Allons ! si l’humanité était ce que nous la représentent, avec plus ou moins de talent, ces écrivains, il faudrait que Dieu envoyât un second déluge pour en purger la terre ! — Mais non ; la vérité, c’est que dans le cœur humain se mêlent en diverses proportions les instincts nobles et ignobles, les sentiments purs et pervers. L’homme est à la fois ange et animal : il ne faut pas faire si bon marché de l’ange.

Je ne prêche point, monsieur ; mais je voudrais que toutes les œuvres de l’esprit fussent marquées au coin de la moralité. Par moralité, j’entends l’ensemble des idées et des sentiments qui font triompher le dévouement de l’égoïsme et l’honneur de l’intérêt.

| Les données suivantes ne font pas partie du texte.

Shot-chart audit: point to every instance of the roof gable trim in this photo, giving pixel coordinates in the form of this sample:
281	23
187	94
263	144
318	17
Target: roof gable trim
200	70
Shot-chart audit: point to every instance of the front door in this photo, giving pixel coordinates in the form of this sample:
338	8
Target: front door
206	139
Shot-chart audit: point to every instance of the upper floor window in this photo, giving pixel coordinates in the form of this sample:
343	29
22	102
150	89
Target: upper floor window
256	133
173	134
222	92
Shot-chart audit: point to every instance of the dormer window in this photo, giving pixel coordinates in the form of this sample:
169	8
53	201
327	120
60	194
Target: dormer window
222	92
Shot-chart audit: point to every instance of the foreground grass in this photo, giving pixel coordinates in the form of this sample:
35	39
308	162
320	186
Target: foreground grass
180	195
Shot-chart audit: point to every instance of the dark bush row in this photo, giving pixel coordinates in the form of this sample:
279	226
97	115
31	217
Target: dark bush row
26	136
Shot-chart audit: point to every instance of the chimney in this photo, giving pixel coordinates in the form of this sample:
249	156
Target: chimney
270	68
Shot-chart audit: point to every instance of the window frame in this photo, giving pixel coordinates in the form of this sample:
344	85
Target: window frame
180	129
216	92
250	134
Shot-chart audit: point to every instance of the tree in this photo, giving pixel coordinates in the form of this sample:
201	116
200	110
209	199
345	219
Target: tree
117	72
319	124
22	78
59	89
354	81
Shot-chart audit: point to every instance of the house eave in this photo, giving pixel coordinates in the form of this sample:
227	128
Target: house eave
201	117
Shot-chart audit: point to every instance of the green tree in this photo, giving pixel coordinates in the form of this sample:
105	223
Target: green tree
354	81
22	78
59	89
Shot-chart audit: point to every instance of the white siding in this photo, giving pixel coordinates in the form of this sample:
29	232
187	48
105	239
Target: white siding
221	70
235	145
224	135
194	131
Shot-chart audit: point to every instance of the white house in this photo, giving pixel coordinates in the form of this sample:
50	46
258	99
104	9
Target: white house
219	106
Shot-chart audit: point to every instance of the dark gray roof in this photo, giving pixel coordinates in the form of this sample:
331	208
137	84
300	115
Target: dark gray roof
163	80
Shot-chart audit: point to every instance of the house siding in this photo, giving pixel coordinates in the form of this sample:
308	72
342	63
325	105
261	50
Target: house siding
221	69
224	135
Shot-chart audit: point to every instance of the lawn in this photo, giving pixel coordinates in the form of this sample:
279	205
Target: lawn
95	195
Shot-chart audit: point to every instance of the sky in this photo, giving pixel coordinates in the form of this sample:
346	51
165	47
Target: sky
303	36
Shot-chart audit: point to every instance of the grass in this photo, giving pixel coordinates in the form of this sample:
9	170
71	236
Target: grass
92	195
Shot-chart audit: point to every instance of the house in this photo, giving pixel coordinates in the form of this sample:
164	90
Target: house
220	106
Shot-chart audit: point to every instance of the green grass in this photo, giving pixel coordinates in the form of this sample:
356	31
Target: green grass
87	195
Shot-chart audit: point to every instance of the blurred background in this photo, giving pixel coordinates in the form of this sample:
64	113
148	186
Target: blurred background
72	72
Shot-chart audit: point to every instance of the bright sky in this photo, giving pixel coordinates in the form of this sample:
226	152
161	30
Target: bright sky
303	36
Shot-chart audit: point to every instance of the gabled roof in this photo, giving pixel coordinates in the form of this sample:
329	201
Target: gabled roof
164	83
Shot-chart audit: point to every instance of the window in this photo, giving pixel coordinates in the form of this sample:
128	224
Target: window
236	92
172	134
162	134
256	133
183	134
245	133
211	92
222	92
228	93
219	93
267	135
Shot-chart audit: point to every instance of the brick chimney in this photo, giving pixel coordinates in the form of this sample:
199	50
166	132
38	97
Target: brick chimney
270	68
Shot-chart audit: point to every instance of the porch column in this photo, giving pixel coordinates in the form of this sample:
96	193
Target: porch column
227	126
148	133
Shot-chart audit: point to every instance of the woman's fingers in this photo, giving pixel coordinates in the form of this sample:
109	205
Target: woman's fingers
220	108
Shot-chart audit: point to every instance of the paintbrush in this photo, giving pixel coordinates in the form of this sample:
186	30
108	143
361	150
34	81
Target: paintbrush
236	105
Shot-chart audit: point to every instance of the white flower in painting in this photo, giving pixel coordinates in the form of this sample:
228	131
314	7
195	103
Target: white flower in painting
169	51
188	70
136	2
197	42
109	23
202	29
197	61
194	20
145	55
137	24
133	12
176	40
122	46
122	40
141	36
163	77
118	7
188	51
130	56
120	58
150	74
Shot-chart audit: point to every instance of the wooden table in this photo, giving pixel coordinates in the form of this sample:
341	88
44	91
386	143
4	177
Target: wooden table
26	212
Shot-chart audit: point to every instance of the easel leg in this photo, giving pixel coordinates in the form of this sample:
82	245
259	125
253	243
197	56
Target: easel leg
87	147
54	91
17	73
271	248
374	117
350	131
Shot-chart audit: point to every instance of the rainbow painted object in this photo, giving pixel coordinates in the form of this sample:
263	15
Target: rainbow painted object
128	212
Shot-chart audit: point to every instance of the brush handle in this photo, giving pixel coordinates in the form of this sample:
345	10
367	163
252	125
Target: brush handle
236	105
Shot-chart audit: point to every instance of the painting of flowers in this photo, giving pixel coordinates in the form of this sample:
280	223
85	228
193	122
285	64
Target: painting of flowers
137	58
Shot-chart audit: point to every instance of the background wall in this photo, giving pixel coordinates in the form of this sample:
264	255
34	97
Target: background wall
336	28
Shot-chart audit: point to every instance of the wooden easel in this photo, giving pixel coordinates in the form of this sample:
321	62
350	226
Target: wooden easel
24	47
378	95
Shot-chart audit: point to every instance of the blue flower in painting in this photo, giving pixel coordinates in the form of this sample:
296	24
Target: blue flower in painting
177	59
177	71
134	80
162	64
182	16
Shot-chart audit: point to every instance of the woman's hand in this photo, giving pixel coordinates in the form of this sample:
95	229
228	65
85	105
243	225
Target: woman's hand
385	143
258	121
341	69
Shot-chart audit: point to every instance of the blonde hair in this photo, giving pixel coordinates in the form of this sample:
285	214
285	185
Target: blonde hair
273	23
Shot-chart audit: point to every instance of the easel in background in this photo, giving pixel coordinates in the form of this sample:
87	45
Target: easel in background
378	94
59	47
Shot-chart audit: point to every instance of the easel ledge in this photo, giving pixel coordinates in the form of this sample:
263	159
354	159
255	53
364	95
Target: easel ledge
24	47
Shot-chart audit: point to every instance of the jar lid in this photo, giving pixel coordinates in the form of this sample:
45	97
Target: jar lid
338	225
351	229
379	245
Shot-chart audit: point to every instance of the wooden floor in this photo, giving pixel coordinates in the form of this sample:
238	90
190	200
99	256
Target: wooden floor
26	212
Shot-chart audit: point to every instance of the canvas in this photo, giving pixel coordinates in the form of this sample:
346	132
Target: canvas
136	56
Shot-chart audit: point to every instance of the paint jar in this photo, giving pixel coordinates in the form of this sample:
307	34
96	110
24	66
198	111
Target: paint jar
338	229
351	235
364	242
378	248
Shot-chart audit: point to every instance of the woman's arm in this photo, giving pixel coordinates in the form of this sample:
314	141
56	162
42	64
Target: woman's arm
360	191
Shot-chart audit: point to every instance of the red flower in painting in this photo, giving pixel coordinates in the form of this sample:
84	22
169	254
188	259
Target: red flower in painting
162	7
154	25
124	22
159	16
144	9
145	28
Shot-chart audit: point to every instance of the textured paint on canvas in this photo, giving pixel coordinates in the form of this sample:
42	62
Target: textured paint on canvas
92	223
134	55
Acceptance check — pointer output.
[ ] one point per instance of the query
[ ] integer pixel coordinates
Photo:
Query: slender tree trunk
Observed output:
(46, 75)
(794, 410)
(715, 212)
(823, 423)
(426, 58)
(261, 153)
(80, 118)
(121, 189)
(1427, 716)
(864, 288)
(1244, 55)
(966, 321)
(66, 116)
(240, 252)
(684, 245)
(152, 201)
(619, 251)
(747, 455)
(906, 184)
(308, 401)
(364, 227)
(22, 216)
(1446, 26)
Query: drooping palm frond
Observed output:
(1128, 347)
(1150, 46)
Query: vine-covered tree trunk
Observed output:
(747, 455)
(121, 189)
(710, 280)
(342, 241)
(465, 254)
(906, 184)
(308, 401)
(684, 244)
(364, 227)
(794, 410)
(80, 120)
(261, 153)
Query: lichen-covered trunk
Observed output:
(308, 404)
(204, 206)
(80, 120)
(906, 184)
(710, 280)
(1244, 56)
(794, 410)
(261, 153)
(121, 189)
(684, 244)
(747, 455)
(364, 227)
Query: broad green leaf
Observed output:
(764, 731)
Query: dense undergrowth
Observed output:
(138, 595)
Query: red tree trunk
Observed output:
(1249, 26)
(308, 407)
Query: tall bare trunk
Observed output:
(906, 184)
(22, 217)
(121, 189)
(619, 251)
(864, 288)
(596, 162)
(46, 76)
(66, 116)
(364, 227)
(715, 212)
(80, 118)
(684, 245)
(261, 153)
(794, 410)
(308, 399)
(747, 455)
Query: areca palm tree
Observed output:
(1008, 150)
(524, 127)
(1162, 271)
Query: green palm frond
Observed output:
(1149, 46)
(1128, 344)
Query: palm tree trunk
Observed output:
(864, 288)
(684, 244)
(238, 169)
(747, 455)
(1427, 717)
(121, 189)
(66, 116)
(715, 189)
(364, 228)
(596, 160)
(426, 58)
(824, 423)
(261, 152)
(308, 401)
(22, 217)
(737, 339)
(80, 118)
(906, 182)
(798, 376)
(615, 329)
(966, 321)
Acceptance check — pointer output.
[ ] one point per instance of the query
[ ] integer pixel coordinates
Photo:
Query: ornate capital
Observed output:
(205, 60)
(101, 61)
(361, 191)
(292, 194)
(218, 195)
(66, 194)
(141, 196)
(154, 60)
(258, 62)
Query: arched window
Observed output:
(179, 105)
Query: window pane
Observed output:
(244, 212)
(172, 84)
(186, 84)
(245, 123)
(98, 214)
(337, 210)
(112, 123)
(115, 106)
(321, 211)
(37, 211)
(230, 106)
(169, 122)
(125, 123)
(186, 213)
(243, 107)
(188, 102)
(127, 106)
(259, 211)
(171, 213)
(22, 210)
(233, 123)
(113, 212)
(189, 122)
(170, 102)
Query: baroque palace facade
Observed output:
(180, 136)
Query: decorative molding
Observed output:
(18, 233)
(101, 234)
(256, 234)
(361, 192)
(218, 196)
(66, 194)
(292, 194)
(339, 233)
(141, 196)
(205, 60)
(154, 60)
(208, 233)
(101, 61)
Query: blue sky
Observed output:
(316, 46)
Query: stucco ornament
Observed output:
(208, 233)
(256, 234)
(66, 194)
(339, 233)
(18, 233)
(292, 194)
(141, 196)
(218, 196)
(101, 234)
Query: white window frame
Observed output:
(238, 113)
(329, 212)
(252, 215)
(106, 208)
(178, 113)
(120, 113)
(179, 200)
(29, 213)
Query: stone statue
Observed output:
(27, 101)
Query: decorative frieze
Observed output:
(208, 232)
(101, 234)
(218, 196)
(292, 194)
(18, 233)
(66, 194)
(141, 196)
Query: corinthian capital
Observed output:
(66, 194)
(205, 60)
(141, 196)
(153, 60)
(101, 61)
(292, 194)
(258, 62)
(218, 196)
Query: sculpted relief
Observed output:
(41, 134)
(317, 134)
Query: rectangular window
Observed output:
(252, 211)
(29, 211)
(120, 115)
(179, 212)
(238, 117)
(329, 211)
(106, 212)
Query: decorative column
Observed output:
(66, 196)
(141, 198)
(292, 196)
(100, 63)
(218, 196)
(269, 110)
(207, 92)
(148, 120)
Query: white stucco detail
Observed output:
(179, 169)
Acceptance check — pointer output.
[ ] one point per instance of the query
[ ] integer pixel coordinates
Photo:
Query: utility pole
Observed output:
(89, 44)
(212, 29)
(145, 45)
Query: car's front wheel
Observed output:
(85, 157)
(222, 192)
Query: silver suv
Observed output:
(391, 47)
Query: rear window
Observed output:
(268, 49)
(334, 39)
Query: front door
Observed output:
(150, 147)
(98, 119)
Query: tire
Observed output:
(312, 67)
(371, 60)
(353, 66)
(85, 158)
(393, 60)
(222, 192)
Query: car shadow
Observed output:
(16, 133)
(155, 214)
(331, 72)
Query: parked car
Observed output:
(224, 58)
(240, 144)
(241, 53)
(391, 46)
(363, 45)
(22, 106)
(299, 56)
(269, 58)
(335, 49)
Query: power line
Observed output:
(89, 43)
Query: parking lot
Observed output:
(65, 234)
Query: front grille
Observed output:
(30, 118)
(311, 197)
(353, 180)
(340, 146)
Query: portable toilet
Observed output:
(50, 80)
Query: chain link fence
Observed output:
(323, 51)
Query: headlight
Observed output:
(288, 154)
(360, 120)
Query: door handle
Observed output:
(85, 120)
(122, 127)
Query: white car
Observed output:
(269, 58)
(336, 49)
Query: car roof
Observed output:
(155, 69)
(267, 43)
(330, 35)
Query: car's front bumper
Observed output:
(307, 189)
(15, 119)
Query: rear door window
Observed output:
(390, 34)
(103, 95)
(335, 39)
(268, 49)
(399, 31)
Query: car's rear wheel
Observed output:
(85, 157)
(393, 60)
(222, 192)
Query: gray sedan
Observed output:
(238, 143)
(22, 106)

J’appelle un mauvais livre celui qui abaisse l’âme, qui la rapetisse et remue les instincts impurs, haineux, égoïstes ou bas qui gisent comme une lie au fond du cœur humain, bien plus encore que celui qui étale à l’imagination des peintures trop libres. Or, un mauvais livre est une mauvaise action dont la conscience de l’auteur devra répondre devant un tribunal plus haut que la cour d’assises.

Un pauvre fou que j’ai connu disait à un peintre de ses amis : « Je t’en prie, je t’en conjure, fais des bras, des jambes, des torses, des fleurs et des paysages, mais ne fais pas de têtes !… Car, lorsque tu fais une tête, tu crées un type qui se réalisera, et cet être imparfait, ta création, tu seras obligé dans un autre monde de le racheter comme le Christ nous a rachetés. »

Ah ! Gavarni, Daumier, Cham, Grandville ! si vous étiez obligés de répondre devant le Juge éternel des fantasques jeux de vos crayons, de combien de lutins charmants ou grotesques il vous faudrait racheter les malices, les coquetteries ou les balourdises ?…

Je les vois passer en longues farandoles, les enfants terribles et les fleurs animées, les collégiens en vacance et les bourgeois imbéciles, les animaux peints par eux-mêmes et les partageuses…

Mais ne pourrait-on pas dire que l’écrivain qui lance un type dans le domaine de l’idéal est responsable des pensées qu’il aura fait naître, et des copies qui se formeront sur ses modèles ?…

Si l’on, creusait bien cette pensée, on n’oserait plus rien écrire.

Ma préface, monsieur, devient bien ambitieuse pour de pauvres contes qui ne prétendent point du tout à réformer la littérature. Aussi, je m’arrête. Puissent ces récits ne m’être imputés à crime ni dans ce monde ni dans l’autre, et permettez-moi de vous présenter bien humblement mes héros, Anna Bontemps, Adrien Malaret, Lucrezia, madame d’Allibert, Louise Perrinet, Édouard et Mariette, Nicette et François, comme de pauvres humains, plus faibles que coupables, bons quelquefois, aveugles souvent, battus par les passions qui assaillent le cœur de l’homme comme les flots par la tempête, et courant à travers les luttes de la vie à la poursuite du bonheur[1].

La Spouze, septembre 1858.

  1. Aucune de ces nouvelles, qui composent les Récits de la Vie réelle, n’est reproduite ici.